Estoy recostado en una pequeña colina no muy lejos de la casa donde vivo, suelo venir aquí para pensar y salir un poco del sistema de cosas humanas, este es un lugar que solo frecuento yo y es un lugar que quiero conservar así, con su grama llena de pequeñas gotas de agua y con un aire frio y con olor a hojas pino, pero sobretodo quiero que sea un lugar en donde solo este yo y nadie más, ni criaturas espirituales o humanos. Dejo estar aquí a los pájaros y algunas ardillas pero solo porque técnicamente esas criaturas ya vivían aquí antes de que yo descubriera este hermoso lugar. El cielo está despejado y al mirarlo me pregunto si… mi padre me está viendo, ¿Los estará haciendo? No lo sé… mi padre es uno de esos que es de poco habla; sé que si estuviera mucho tiempo cerca de él su luz podría consumirme, después de todo es la energía del gran Todopoderoso y eso… pero a veces quisiera hablar con el más seguido y sin un intermediario o un sueño al que tengo que darle varias horas de reflexión para poder entenderlo.

 A lo lejos oigo la voz de mi madre humana, Vanessa, diciendo – ¡Ezrá, no dejes que la comida se enfríe! —

 Es como si cada vez que alguien me llamara la paz y la hermosura de este lugar se fuera abajo; sea mi madre o su esposo, o Papá, o alguno de mis hermanos. Por esa y otras razones no me gusta que nadie venga aquí.

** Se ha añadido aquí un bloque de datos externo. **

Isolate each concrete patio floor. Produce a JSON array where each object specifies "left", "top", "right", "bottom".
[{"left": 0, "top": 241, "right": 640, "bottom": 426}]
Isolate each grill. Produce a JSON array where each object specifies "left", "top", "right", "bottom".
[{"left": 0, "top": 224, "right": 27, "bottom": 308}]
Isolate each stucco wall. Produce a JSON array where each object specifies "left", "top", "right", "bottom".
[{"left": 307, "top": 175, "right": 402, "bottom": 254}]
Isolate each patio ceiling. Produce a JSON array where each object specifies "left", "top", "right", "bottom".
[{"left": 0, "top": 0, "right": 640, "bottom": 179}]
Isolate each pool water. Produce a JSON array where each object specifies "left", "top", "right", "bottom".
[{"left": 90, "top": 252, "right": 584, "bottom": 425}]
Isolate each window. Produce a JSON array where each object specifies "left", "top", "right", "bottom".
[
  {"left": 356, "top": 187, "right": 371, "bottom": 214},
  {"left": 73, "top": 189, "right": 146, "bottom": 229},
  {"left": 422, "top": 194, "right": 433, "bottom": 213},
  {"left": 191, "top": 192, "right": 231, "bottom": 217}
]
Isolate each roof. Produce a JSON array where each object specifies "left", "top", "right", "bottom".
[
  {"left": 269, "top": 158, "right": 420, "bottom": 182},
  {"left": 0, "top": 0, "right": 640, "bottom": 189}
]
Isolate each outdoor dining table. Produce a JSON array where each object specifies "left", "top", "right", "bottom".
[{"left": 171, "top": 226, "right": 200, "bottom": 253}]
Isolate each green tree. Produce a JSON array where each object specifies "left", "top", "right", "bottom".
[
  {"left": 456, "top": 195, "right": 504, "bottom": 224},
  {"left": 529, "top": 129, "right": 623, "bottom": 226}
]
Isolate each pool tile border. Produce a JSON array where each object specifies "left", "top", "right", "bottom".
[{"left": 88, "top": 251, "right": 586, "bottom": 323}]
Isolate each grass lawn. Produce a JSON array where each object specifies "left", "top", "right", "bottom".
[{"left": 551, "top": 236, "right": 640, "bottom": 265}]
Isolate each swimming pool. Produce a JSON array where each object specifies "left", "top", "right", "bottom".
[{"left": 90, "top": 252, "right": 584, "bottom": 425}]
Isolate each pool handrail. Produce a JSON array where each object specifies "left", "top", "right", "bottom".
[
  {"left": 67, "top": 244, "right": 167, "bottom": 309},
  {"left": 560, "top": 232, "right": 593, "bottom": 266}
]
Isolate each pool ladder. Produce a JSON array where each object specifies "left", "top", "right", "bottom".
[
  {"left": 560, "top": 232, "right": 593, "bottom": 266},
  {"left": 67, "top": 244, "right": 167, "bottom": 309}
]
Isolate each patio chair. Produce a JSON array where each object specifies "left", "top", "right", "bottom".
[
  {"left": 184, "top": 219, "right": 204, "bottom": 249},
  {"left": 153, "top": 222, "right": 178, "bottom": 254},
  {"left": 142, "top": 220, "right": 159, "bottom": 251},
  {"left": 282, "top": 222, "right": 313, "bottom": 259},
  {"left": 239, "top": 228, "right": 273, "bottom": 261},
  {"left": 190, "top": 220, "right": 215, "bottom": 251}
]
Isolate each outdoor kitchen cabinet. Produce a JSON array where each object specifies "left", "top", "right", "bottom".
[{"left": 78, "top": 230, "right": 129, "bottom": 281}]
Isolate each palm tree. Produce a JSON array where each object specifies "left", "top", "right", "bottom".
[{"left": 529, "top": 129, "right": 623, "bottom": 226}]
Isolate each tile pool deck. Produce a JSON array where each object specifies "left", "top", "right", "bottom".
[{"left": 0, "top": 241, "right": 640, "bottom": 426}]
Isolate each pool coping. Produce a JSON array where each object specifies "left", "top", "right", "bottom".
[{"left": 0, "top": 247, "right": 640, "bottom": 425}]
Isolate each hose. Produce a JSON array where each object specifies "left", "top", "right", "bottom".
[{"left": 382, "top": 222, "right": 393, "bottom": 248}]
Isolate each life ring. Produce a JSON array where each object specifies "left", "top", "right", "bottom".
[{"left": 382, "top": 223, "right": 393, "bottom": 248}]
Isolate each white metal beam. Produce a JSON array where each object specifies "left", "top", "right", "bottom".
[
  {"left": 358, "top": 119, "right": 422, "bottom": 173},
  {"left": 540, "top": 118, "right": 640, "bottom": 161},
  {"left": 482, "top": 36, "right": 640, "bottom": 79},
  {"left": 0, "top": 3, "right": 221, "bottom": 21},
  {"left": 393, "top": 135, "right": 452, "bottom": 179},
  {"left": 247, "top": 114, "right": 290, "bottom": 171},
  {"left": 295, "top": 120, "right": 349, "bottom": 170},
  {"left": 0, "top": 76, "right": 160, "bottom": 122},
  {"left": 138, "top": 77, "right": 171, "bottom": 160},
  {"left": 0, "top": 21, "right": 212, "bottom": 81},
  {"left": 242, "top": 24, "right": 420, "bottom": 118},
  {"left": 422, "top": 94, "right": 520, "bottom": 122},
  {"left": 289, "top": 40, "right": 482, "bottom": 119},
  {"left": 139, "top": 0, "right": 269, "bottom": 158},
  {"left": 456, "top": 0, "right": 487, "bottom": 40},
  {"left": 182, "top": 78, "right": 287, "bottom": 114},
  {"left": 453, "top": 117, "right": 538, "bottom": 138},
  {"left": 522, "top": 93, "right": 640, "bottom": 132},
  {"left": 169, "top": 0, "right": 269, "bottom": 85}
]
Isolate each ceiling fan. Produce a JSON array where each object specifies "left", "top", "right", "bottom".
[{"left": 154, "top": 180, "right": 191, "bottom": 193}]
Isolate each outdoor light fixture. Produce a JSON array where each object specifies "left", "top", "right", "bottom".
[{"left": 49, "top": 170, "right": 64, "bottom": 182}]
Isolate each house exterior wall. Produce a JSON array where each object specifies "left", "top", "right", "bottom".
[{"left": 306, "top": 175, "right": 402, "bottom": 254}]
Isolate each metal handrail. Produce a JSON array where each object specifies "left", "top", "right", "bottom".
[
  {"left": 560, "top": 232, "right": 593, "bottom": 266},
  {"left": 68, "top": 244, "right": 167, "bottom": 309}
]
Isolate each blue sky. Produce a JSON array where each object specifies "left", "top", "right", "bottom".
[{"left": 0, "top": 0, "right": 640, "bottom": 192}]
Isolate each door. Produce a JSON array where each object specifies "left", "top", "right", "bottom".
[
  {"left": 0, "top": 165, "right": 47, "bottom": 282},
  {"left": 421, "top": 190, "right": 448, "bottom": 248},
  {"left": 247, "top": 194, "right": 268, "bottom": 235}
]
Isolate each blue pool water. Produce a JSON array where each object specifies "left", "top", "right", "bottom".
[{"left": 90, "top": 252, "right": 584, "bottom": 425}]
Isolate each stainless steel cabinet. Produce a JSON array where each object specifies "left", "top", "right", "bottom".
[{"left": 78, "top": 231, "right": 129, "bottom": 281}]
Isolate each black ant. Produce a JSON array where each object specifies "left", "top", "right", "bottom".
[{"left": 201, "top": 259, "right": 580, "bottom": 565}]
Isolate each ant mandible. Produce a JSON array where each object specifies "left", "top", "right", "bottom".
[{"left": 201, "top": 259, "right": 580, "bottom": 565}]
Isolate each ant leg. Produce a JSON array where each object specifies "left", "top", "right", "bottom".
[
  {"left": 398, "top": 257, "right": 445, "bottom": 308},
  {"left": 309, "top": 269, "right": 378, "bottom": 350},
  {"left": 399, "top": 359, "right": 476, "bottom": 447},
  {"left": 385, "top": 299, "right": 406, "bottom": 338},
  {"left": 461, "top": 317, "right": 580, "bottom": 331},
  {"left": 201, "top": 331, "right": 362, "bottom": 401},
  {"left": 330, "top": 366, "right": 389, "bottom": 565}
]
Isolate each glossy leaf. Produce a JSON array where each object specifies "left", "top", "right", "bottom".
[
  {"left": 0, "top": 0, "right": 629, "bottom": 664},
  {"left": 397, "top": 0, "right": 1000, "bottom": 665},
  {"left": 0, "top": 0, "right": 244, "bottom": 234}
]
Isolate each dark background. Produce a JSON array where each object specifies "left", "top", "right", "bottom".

 Inhalo y exhalo lentamente para prepararme para ir a mi casa, miro a mi alrededor; los arboles de pino, el pequeño árbol de moras que esta junto a mi; aun no me como la primera de sus moras; las estoy guardando para una ocasión especial, miro la grama mojada por el rocío de la mañana y me despido de este lugar dándome vuelta y fijando mi mirada hacia el camino que da a la casa de los humanos que me asignaron como padres. Después de pasar los arboles de pino que forman una pared que protege al lugar donde estaba todo es diferente; solo hay maleza que casi no me deja ver el sendero por el que voy, cadillos que se pegan a el pantalón jean negro que traigo y, algunos, a la chaqueta negra que llevo; me gusto esta chaqueta una vez que la vi, pero por ser larga hasta casi llegar a mis rodillas le tengo que quitar los cadillos cada vez que entro y salgo de aquel lugar.

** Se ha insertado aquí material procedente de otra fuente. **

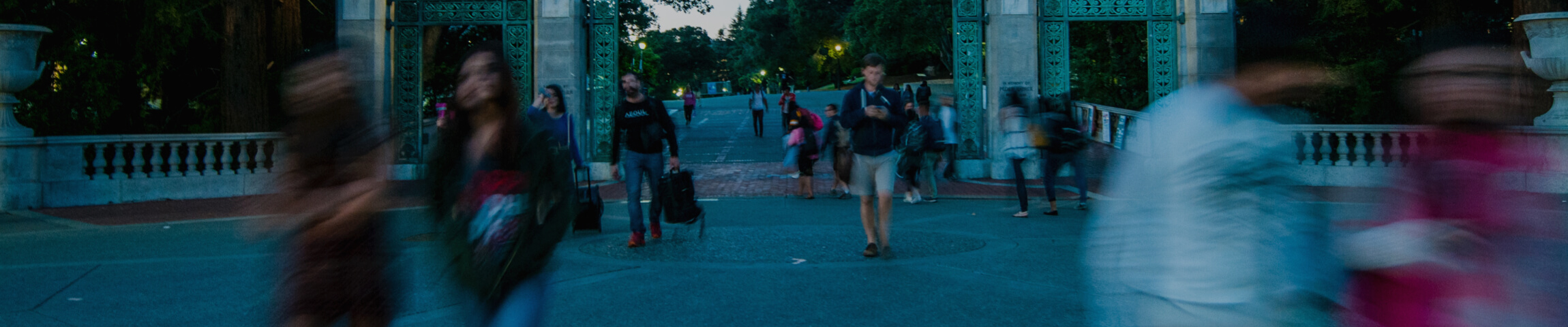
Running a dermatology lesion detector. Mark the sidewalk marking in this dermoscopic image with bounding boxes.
[28,264,104,311]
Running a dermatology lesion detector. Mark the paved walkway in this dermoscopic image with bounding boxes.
[0,93,1423,327]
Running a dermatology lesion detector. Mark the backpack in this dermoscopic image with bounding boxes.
[903,123,926,155]
[1046,114,1088,153]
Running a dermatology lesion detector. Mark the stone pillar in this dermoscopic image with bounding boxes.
[528,0,610,175]
[337,0,401,180]
[978,0,1040,178]
[1177,0,1235,86]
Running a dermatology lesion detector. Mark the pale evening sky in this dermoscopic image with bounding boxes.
[649,0,749,39]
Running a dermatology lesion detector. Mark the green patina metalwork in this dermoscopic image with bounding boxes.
[389,0,533,164]
[953,0,986,159]
[588,0,621,161]
[1040,0,1179,104]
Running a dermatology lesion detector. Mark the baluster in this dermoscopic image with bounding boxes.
[104,142,127,180]
[1368,133,1388,168]
[1334,133,1352,166]
[82,144,108,180]
[234,141,251,174]
[256,139,277,172]
[216,141,234,175]
[1312,131,1327,166]
[179,142,200,175]
[1394,133,1410,168]
[1291,131,1306,164]
[147,142,169,177]
[200,141,218,175]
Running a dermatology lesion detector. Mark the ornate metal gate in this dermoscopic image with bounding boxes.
[1040,0,1182,104]
[389,0,533,164]
[585,0,621,161]
[953,0,984,159]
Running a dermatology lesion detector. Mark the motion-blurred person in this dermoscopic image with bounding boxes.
[279,47,392,326]
[914,104,946,202]
[1040,95,1088,216]
[821,105,855,199]
[528,84,584,166]
[1000,91,1051,217]
[842,53,909,257]
[751,86,768,138]
[610,72,680,247]
[1083,7,1338,327]
[680,88,696,127]
[428,42,574,327]
[1341,46,1568,327]
[936,94,958,180]
[784,102,821,200]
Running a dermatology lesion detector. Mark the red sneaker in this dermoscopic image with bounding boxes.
[626,233,646,247]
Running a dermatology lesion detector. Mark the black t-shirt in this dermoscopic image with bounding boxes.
[610,97,680,164]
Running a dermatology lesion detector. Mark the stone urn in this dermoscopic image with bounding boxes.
[0,23,53,138]
[1513,11,1568,127]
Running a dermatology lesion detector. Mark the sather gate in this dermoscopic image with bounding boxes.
[387,0,533,164]
[953,0,1179,159]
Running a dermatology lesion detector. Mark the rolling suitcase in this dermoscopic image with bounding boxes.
[573,168,604,233]
[659,170,707,236]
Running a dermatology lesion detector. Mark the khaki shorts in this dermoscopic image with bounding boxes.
[850,152,899,196]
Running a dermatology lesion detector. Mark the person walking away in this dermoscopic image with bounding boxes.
[1341,41,1568,327]
[751,88,768,138]
[821,105,855,199]
[916,105,946,202]
[1083,7,1338,327]
[265,48,395,327]
[779,84,795,135]
[428,41,575,327]
[1040,95,1088,216]
[784,102,821,200]
[936,94,958,180]
[528,84,584,168]
[610,72,680,247]
[841,53,909,257]
[1000,91,1040,217]
[680,88,696,127]
[899,84,919,108]
[914,80,931,106]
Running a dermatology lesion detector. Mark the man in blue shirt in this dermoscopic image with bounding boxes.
[842,53,909,257]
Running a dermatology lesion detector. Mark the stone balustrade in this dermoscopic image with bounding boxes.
[0,133,286,210]
[1072,102,1568,192]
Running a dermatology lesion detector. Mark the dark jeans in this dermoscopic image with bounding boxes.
[942,144,958,180]
[751,110,762,138]
[1013,158,1029,211]
[1040,152,1088,204]
[621,150,665,233]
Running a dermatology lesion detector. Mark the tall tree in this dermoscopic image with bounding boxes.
[220,0,271,133]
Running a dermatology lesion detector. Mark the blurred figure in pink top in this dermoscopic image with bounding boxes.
[1341,46,1568,327]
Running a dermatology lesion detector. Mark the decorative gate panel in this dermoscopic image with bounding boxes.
[953,0,984,159]
[387,0,533,164]
[1040,0,1179,104]
[588,0,621,161]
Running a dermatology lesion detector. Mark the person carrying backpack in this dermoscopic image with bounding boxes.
[1040,95,1088,216]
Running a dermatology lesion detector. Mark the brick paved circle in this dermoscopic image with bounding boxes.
[579,225,986,264]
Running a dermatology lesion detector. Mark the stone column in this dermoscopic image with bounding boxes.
[528,0,610,177]
[1177,0,1235,86]
[978,0,1040,178]
[337,0,401,180]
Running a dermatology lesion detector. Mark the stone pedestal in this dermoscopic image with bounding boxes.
[1177,0,1235,86]
[958,0,1040,178]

 —«Huelo a humo. –Pienso mientras intento averiguar de dónde viene ese olor tan familiar. –Eso me recuerda a alguien… Lucifer... No son más de las siete de la mañana y ya viene a molestar.»

 A mi diestra dos metros cuadrados de maleza se secan casi tan rápidamente como se prenden fuego. De la maleza encendida sale mi hermano mayor, el infame y carnal Lucifer. Muchos piensan que es algo así como un hombre con cuernos y piernas de cabra, eso lo invente yo para fastidiarlo, en realidad, en su forma de humano, es un hombre de unos treinta, cabello negro bien peinado hacia atrás con gel fijador y piel blanca, ojos café; aunque a veces; cuando está enojado o aburrido; le gusta hacer que se vuelvan completamente rojos; es como un serpiente de cascabel; si vez que la serpiente agita su cascabel es porque debes alejarte; Lucifer hace lo mismo, solo que con sus ojos, casi siempre usa su traje de seda italiana de color negro, una corbata roja, sus zapatos gabardina y en su dedo anular lleva el anillo que le dio Papá varios milenios; mucho antes de que se revelara, a decir verdad me sorprende que no se lo quite nunca, es alto, más o menos de uno noventa, delgado y, según muchas de los humanos y humanas con las que se acuesta, un semental como ninguno.

 —Hola hermanito… –Dice mientras se limpia las cenizas que caen sobre su fino traje; después que termina de hacer su entrada dramática. Pinta una sonrisa macabra y burlona y me pregunta. – ¿Listo para unirte al lado oscuro? Sabes que con esa espada seriamos invencibles, la tierra se arrodillaría ante nosotros y ni siquiera Miguel lograría hacer algo para detenernos.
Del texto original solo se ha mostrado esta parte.